PROCEDURA DI INFRAZIONE UE

La Commissione delle comunità europee, con una nota del 30 gennaio 2008 ha, ufficialmente, aperto la procedura d’infrazione relativa al Codice degli appalti che tocca – con 15 rilievi principali – una pluralità di disposizioni legislative assunte con il Codice degli appalti pubblici di cui al D.Lgs. n. 163/2006, in recepimento delle Direttive 17 e 18.
In particolare le censure riguardano:

  • gli appalti aggiudicati a scopo di rivendita o locazione a terzi;
  • i soggetti ai quali possono essere affidati i contratti pubblici;
  • la partecipazione dei raggruppamenti temporanei di imprese e dei consorzi;
  • la verifica della capacità dei candidati;
  • l’iscrizione di fornitori o prestatori di servizi in elenchi ufficiali;
  • la possibilità di avvalersi della capacità di terzi;
  • il dialogo competitivo;
  • l’informazione dei candidati/offerenti;
  • i criteri utilizzati per l’aggiudicazione dell’appalto;
  • l’attribuzione diretta di appalti pubblici in caso di fallimento o di risoluzione del contratto;
  • le disposizioni in materia di promotore;
  • la realizzazione di opere di urbanizzazione a scomputo del contributo previsto per il rilascio del permesso di costruire;
  • la società pubblica di progetto;
  • le concessioni relative alle infrastrutture strategiche;
  • le regole applicabili alle infrastrutture strategiche nel settore dell’energia;

La commissione ha anche rilevato una grande quantità di omissioni o riferimenti incrociati erronei ed alcune disposizioni non trasposte precisando che sulla base delle considerazioni esposte, considera che le disposizioni indicate e inserite all’interno del decreto legislativo 12 aprile 2006, n. 163 costituiscano una violazione delle due direttive 2004/17/CE e 2004/18/CE.

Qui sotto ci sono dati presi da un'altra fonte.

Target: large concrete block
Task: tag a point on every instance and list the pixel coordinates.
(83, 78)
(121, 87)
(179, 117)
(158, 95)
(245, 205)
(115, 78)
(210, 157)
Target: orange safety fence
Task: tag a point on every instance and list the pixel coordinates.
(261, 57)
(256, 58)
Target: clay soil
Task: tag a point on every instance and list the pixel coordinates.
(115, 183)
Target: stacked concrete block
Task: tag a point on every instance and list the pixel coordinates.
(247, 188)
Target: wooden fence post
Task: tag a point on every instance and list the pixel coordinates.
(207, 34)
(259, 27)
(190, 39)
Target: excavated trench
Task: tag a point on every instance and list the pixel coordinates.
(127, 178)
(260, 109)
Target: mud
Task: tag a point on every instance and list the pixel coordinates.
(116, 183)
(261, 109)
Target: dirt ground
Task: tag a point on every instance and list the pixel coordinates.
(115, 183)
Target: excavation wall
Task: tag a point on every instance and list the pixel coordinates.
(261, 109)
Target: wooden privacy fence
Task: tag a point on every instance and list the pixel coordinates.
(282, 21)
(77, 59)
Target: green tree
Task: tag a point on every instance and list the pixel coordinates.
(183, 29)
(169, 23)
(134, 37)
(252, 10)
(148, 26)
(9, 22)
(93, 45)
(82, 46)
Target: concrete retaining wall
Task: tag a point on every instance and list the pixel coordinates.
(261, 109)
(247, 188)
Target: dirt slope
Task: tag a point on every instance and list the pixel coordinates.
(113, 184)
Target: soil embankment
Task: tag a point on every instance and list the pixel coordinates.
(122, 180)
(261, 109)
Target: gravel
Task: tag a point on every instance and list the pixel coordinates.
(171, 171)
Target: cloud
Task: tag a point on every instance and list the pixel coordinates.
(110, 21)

E la procedura d’infrazione UE contro il Codice è stata il tema di un convegno organizzato dall’Istituto Grandi Infrastrutture (IGI). Nel corso dell'incontro Giuseppe Zamberletti, Presidente IGI, ha ricordato che l’infrazione riguarda numerose disposizioni del Codice. È evidente – ha proseguito – che un testo largamente riscritto rispetto alle Direttive, come è il nostro Codice, ci espone a difficoltà interpretative e a rilievi da parte di chi è chiamato alla funzione di controllo (la Commissione) e di giudice ultimo del rispetto del diritto comunitario (la Corte di giustizia).

Sul piano politico generale – ha concluso Zamberletti – sarebbe opportuno che l’Italia semplificasse ulteriormente e significativamente la normativa sugli appalti, perseguendo l’adesione più completa possibile alle direttive, e quindi alla sostanza della norma comunitaria, più diretta ad obiettivi di apertura del mercato e di equilibrata concorrenzialità, anche mediante l’esercizio della discrezionalità da parte delle amministrazioni aggiudicatici, che pare bandita dal nostro ordinamento.

Il secondo relatore, Beniamino Caravita di Toritto, Ordinario di Istituzioni di Diritto Pubblico all’Università La Sapienza di Roma, ha ripercorso l’iter del Codice degli appalti, che ha riorganizzato la materia dei contratti pubblici, citando i due decreti correttivi n. 6 e 113 del 2007, le modifiche introdotte dalla Finanziaria (ad es. sull’arbitrato), i problemi legati all’approvazione del Regolamento di attuazione e la messa in mora da parte della Commissione europea.

È stato quindi diffuso lo schema di terzo decreto correttivo, non ancora approvato, che può costituire – ha spiegato Caravita di Toritto – un riferimento utile per valutare la posizione dell’Italia rispetto all’infrazione.
Il nuovo Governo dovrà, dunque, rispondere alla procedura d’infrazione e dovrà modificare il testo del Codice dei contratti in quelle parti che violano palesemente le due direttive.
Fino al 30 giugno 2008 (data di scadenza della delega), si potrebbe operare con il sistema del decreto legislativo sempre che entro tale date il nuovo decreto correttivo possa passare indenne i vari passaggi procedurali necessari (Conferenza Stato-Regioni, Consiglio di Stato) ma ove i tempi si dovessero dilatare oltre il 30 giugno si dovrebbe fare ricorso alle procedure ordinarie.